Fort Sill remembers Holocaust

By Cannoneer staffMay 2, 2013

Korenblit
Michael Korenblit, a writer who lives in Edmond, Okla., autographs programs after his presentation at the Fort Sill National Days of Remembrance memorial April 25, at the Patriot Club. Korenblit told the story of how his parents survived numerous con... (Photo Credit: U.S. Army) VIEW ORIGINAL

FORT SILL, Okla. (May 2, 2013) -- Fort Sill memorialized the Holocaust with its National Days of Remembrance ceremony April 25 at the Patriot Club.

The annual event was sponsored by the 31st Air Defense Artillery Brigade, and hosted by Joe Gallagher, Fires Center of Excellence and Fort Sill deputy to the commanding general, on behalf of the CG.

In her invocation, Marilyn Rumsey, Reynolds Army Community Hospital health consultant, said: "Eternal God ... help us remember the 11 million victims of Nazi atrocities and the American Allied Soldiers who liberated the survivors. May we always be ready to fight for liberty and justice."

This year's theme is "Never Again: Heeding the Warning Signs," said master of ceremonies Capt. LaTondra Paoli, 31st ADA assistant S-1 administration.

In a brief history of the Holocaust, Paoli said by World War II's end, the Nazis had killed two out of every three European Jews, about 6 million. They also targeted gypseys, homosexuals, the disabled, Poles, communists and socialists.

Guest speaker Michael Korenblit, a writer originally from Ponca City, Okla., said when the Nazis came to power in Germany in 1933, they started discriminatory laws against Jews. They were very similar to Jim Crow laws in effect against blacks in the United States.

African-Americans had to ride in back of the bus, they could not live in certain neighborhoods and were prohibited from white restaurants, Korenblit said.

Korenblit went on to tell the story of how two Polish teenage friends survived concentration camps. They would later marry and become his mother and father, Manya and Meyer Korenblit respectively.

One night, Manya and Meyer snuck out of their separate Polish ghettos to see where the Nazis where taking a group of Jews.

The Nazis led the group of about 25 Jews and Christian sympathizers to a large hole dug into the ground. They were forced to strip then they were shot, Korenblit said.

"After those holes had been filled up with dirt, they could still see the ground moving up and down,"

Korenblit said, "because everybody who had been shot had not been killed. Those who were alive were trying to dig their way out."

The Earth still moving was the most vivid image his parents had of the Holocaust, he said.

Korenblit also spoke about Christian Poles, who helped his parents and their families survive.

Joseph Wizniewski, a farmer, hid Jews in his haystack from Nazis. Another young man, Henrik Gorski, 20, warned Meyer that the Nazis were planning to round up Jews in the ghetto the next day and offered to hide them at his father's house.

John Salki, who worked for the Polish underground, also hid members of Mayna's and Meyer's families. Salki's son, who was 13, at the risk of death warned Jewish families of planned Nazi deportations.

Later Wizniewski, Gorski and John Salki were murdered by the Nazis for helping to hide Jews, Korenblit said.

When Manya, age 20, was liberated by Russians from a concentration camp in Czechoslovakia in 1945, she weighed 65 pounds.

Meyer and some friends had escaped from a death march from their Dachau subcamp. A young German farmer discovered them sleeping in his barn April 19, 1945. The farmer provided them food, but said they would have to leave because he and his family would be killed for harboring Jews.

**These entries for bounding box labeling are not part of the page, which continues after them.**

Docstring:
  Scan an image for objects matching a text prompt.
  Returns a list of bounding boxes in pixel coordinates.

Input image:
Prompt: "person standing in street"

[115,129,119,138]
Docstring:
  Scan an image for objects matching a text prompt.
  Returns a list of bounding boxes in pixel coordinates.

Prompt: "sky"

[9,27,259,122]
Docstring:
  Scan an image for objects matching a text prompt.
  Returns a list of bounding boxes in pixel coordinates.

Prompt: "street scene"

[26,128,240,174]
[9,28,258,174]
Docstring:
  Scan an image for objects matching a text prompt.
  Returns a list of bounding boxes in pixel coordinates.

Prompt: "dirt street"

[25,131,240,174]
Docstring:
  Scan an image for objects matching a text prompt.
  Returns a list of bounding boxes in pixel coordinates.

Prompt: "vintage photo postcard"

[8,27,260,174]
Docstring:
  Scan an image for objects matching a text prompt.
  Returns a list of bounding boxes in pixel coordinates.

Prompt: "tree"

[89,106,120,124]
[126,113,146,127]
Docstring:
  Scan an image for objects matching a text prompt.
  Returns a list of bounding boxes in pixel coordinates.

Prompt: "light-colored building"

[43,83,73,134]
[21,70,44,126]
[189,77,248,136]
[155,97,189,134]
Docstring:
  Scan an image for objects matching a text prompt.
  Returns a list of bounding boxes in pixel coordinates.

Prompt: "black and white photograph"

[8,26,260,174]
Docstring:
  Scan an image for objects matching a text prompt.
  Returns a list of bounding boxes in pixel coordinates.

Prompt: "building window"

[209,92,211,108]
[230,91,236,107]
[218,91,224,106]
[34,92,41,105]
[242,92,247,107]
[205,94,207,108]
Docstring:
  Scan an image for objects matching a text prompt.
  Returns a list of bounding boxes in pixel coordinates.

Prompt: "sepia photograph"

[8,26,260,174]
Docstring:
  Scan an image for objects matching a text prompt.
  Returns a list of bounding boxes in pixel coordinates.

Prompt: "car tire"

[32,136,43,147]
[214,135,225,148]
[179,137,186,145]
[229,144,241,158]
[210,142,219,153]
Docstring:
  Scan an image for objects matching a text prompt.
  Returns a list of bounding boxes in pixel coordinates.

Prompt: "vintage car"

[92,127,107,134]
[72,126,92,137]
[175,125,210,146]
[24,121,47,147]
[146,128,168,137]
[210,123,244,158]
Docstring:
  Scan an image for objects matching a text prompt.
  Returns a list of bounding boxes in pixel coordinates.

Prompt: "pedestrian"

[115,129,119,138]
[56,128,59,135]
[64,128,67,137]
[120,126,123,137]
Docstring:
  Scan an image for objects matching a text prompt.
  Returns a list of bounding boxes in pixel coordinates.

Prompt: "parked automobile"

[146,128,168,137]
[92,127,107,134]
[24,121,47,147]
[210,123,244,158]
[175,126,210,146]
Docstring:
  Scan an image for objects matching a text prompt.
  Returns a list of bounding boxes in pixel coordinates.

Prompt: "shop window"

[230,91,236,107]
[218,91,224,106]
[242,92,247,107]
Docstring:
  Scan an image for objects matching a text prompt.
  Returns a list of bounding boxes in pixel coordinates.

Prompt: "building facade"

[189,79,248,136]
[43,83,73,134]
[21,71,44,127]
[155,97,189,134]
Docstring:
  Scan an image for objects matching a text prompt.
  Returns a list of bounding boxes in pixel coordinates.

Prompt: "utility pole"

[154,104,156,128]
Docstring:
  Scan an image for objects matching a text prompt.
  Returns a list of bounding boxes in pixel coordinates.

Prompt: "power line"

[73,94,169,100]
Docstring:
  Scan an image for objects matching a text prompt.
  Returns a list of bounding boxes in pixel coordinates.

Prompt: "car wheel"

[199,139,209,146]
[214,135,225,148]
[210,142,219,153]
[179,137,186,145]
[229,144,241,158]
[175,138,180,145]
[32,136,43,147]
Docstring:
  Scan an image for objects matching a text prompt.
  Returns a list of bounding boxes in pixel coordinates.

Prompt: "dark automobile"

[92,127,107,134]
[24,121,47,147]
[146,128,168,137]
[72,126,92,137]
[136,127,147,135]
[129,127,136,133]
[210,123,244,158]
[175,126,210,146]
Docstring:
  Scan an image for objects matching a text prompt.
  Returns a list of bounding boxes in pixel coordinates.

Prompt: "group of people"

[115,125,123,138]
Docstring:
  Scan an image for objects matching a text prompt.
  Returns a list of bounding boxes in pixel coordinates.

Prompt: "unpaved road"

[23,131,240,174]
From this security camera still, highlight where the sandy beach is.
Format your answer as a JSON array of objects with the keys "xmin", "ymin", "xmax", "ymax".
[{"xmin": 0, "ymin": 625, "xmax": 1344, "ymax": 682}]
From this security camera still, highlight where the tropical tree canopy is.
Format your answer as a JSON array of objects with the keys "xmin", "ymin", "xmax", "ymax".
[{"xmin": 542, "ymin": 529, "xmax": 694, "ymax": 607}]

The next morning they were awoken by rumbling sounds of tanks and jeeps, Korenbilt said. "My dad and his four buddies were liberated by the American forces."

Meyer, then 19, weighed 78 pounds.

"My dad has a very special place in his heart for the U.S. military and what they did," he said.

Though the Remembrance theme is Never Again, Korenblit gave example after example of how genocide, ethnic cleansing and mass killings of people have been going on since the Holocaust.

In 1994, in Rwanda, 800,000 ethnic Tutsi were murdered by the Hutu government in 93 days, Korenblit said.

"That's 8,602 people a day, that's 350 people and hour, that's six human beings murdered every single minute, and the world sat back and watched," he said.